In Edinburgh, in 1833, feisty widow Isla is on her deathbed as the eve of Samain (what we know as Halloween) approaches. On that night, the dead walk among the living, and, as Isla eventually passes to the other side, her death sparks a journey to find her husband Duncan in the afterlife. This brings her face-to-face with grave robbers, ancient mysteries and earth-bound ghosts.
Isla Rising is a tale of love, life and the mysteries of death. Love for her late husband, Duncan, is at the heart of everything that drives Isla, and her passionate desire to find him again is apparent from the outset:
These days my heart beats irregular but the heart feelings are still there. My eyes do gleam when Hannah, or anyone else, mentions my Dunc. Though it’s years since he passed. Ah, he were a grand man, a proper man, though times I were a devil to him. (3)
Here, even while Isla’s body is failing, her longing and love for her husband can still be felt physically. Connections between body and spirit, or between the physical and the emotional, are themes that run throughout this engaging tale. Just as physical touch, and the ability to physically show love, are also common themes. Thus, when the bodies of characters connect, the true feelings of souls are revealed. Johnson writes:
The water is murky and cool, but his body is warm in my arms. My fear disappears as I know we will rise. We are tight together; it is heavenly. And then he is gone. (19)
In this scene, Isla is remembering a day when Duncan took her rowing on the Waters of Leith and pulled them both into the water. Their love—still new and young at this point—is shown as surpassing the physical and lifting both heavenward. Love, here, is almost a religion, something that lifts the soul.
Despite their close connection, the body and the spirit are still posited as two separate entities in Isla Rising. Both Duncan and Isla rise from their physical selves in a bid to find each other in the spiritual world, but their attempt to reunite is almost foiled by grave diggers when Duncan witnesses Tom and Crowe trying to dig up Isla’s body. He can see them, but cannot physically stop them:
Duncan manoeuvres himself to right above the grave; he uses all his will, all the power at his disposal, to infest the atmosphere with terror. This is when things start to heat up. He never knew he had such clout. (82)
As a spirit, Duncan cannot physically intervene to prevent his wife’s body being stolen. Instead he uses his power as a spirit to change the atmosphere and the air, to instil terror in them spiritually and to unnerve the two grave robbers, distracting them from their task.
When Samain eventually comes, everything unravels. Johnson uses this festival of the dead and living to great effect in creating a powerful and unsettling conclusion to her tale.
Flasks are out for a wee dram. Many of the revellers were drunk before the night began.
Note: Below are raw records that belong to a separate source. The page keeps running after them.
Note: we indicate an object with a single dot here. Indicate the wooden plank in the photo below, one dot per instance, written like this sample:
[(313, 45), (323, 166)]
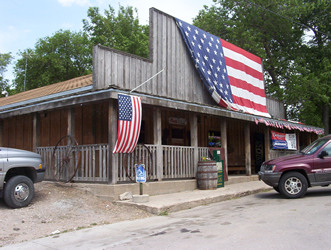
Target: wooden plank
[(248, 149)]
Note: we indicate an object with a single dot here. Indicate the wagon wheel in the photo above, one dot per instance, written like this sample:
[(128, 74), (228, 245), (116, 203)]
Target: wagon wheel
[(65, 159), (141, 155)]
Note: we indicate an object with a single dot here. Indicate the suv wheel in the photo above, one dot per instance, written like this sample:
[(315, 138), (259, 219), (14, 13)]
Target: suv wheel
[(18, 191), (293, 185)]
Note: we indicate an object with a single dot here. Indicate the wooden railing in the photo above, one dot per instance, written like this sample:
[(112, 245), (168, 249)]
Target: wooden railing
[(145, 155), (93, 165), (178, 162)]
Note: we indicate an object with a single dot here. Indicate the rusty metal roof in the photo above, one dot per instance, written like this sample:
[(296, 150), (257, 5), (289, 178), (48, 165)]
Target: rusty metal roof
[(55, 88)]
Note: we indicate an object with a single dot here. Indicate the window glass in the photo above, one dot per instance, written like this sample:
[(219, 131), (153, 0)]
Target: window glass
[(328, 149), (312, 148)]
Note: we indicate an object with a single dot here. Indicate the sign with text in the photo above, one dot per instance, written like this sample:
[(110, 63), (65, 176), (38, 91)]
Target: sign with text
[(283, 141), (140, 173)]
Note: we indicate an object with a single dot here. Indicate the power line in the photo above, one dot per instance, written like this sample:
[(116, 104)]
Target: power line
[(287, 18)]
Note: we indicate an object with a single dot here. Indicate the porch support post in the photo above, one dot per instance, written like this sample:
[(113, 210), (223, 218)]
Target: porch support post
[(194, 140), (157, 135), (224, 140), (71, 122), (112, 136), (36, 132), (267, 143), (248, 149), (1, 133)]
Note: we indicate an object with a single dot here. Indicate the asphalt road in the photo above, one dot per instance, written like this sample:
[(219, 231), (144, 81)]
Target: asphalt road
[(259, 221)]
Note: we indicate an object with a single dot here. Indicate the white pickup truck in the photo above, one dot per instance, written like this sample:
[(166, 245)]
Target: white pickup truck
[(19, 170)]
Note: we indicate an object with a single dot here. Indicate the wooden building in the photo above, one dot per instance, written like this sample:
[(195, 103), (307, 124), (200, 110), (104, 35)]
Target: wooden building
[(179, 121)]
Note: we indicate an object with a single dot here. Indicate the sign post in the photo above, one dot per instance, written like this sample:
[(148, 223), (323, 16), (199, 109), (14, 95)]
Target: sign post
[(140, 176)]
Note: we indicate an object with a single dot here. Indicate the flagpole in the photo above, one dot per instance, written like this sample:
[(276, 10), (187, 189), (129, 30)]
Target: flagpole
[(147, 80)]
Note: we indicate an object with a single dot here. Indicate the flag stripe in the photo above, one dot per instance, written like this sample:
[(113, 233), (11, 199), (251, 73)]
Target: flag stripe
[(243, 68), (236, 83)]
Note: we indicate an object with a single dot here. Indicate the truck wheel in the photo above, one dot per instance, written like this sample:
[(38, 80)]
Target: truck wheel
[(18, 191), (293, 185)]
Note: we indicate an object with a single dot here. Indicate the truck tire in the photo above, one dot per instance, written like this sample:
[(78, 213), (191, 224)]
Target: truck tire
[(293, 185), (18, 191)]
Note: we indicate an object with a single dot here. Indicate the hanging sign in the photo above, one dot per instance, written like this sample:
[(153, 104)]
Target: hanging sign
[(283, 141), (140, 173)]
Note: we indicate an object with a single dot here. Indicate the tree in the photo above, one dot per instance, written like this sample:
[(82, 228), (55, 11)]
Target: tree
[(121, 32), (60, 57), (5, 60), (296, 69)]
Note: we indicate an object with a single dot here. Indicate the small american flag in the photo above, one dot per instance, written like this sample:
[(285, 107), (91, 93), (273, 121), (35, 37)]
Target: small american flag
[(233, 76), (129, 122)]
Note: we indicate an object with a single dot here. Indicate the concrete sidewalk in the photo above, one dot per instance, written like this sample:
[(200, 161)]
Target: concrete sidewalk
[(166, 203)]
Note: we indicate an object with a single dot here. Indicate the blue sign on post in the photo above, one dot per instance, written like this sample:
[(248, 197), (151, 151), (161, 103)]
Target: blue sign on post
[(140, 173)]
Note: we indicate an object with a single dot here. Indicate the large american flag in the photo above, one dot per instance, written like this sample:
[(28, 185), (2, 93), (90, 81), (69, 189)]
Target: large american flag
[(233, 76), (129, 122)]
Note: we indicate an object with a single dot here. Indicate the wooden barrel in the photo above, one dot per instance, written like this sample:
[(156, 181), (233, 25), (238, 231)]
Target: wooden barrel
[(207, 175)]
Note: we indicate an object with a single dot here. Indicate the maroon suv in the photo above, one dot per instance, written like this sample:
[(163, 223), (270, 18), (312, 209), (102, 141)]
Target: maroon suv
[(292, 175)]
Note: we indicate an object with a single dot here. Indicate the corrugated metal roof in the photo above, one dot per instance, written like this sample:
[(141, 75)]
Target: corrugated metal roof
[(71, 84)]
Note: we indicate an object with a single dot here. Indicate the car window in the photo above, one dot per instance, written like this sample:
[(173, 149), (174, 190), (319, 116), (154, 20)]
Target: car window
[(312, 148), (328, 149)]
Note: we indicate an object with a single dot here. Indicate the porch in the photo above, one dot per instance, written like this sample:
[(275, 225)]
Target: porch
[(177, 162)]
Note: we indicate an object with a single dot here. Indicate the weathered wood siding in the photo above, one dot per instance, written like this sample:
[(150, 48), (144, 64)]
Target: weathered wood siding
[(276, 108), (179, 80), (17, 132)]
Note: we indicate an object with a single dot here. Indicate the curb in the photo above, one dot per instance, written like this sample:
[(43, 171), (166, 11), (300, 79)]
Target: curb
[(190, 204)]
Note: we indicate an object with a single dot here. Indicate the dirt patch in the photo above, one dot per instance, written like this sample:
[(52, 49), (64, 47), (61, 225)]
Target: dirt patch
[(58, 208)]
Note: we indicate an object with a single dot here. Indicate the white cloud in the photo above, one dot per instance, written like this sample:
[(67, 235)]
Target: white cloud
[(68, 3)]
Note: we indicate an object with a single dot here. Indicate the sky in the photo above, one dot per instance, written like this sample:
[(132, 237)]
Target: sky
[(24, 22)]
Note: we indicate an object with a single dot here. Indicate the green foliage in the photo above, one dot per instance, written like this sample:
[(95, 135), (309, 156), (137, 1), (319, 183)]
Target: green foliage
[(292, 37), (60, 57), (5, 60), (121, 32)]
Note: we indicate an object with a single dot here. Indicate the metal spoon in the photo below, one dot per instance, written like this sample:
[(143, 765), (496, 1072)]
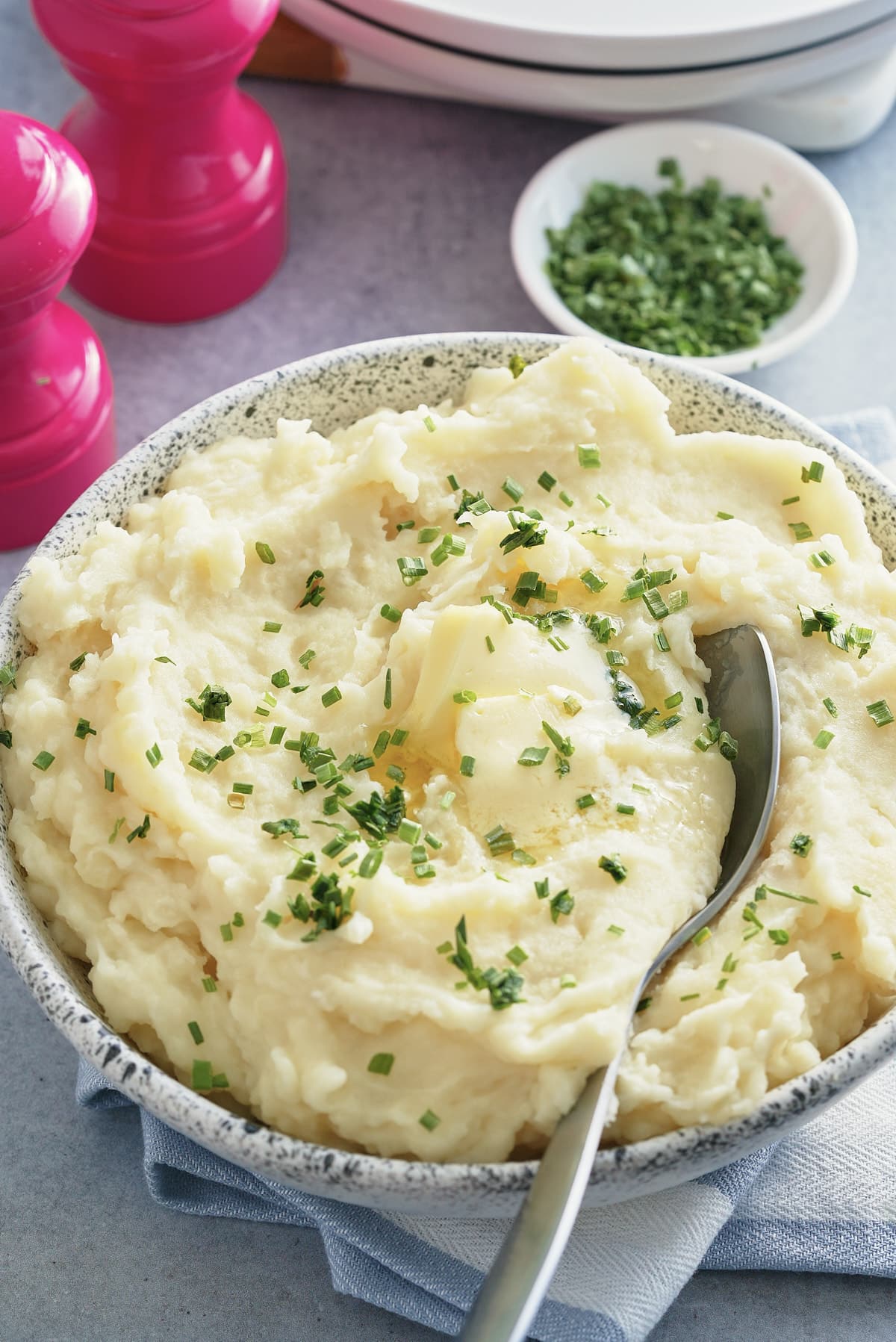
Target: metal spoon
[(744, 694)]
Under the raucous bravado of loud singing runs a vein of fear; it is an unknown night. Things happen on Samain that no one can explain […] The darkness sinks into a deeper black. (127)
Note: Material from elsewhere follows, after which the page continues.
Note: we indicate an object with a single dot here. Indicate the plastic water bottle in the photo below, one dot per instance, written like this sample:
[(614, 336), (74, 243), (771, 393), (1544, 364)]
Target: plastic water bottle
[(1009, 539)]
It is this sense of the ominous which brings a deeper feeling of magic to Isla Rising. Of course, the Edinburgh setting lends itself to the Gothic and the spooky, but Johnson’s skill as a storyteller, through the relationship she describes and the soul-and-body characters she depicts, really brings the story to life.
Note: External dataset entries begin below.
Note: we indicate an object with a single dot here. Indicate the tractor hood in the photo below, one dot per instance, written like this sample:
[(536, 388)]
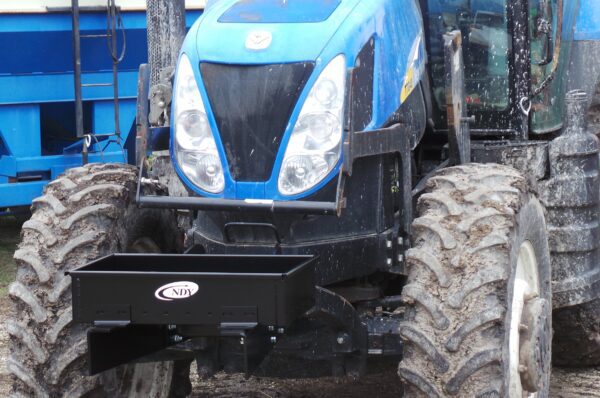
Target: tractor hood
[(267, 31)]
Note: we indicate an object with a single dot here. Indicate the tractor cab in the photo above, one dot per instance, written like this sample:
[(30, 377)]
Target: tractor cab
[(498, 61)]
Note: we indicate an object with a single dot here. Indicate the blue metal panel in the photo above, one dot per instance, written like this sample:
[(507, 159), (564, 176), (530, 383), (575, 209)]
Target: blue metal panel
[(36, 95), (41, 88), (22, 193), (588, 20), (396, 26), (20, 130)]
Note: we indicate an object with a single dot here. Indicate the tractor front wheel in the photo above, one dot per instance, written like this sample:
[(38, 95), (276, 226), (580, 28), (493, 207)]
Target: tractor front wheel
[(478, 322), (85, 214)]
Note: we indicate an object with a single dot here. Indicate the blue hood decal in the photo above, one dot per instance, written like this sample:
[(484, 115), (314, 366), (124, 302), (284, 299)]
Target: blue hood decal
[(289, 42), (280, 11)]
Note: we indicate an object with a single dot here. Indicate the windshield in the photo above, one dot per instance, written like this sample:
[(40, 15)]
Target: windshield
[(486, 45)]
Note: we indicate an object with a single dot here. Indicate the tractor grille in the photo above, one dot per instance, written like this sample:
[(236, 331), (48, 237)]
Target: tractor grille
[(252, 106)]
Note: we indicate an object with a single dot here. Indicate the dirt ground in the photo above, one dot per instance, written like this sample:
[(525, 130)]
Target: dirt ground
[(566, 383)]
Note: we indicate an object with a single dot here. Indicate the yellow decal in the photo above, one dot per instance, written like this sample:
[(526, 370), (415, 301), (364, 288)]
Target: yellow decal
[(409, 84), (413, 72)]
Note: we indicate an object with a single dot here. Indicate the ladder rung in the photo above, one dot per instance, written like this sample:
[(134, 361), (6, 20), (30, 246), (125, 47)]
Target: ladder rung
[(94, 36), (96, 85)]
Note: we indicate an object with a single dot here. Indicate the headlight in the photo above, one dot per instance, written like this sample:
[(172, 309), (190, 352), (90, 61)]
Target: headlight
[(315, 146), (195, 147)]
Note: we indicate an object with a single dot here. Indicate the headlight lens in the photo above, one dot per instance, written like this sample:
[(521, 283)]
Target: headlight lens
[(195, 147), (315, 146)]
Isla Rising is an engaging and promising debut. The book brings with it its own take on the world of magic and spirits, and reminds us of the enduring power of love in the face of death and the unknown.
Jen is a writer, editor, podcast host and event moderator based in Brisbane. She lived and worked in Edinburgh, Scotland and has written for a number of UK newspapers and magazines including The List, The Guardian and The Scotsman. She previously worked for Fremantle Press and now teaches writing, journalism and publishing at Curtin University, where she’s also doing her PhD in creative writing.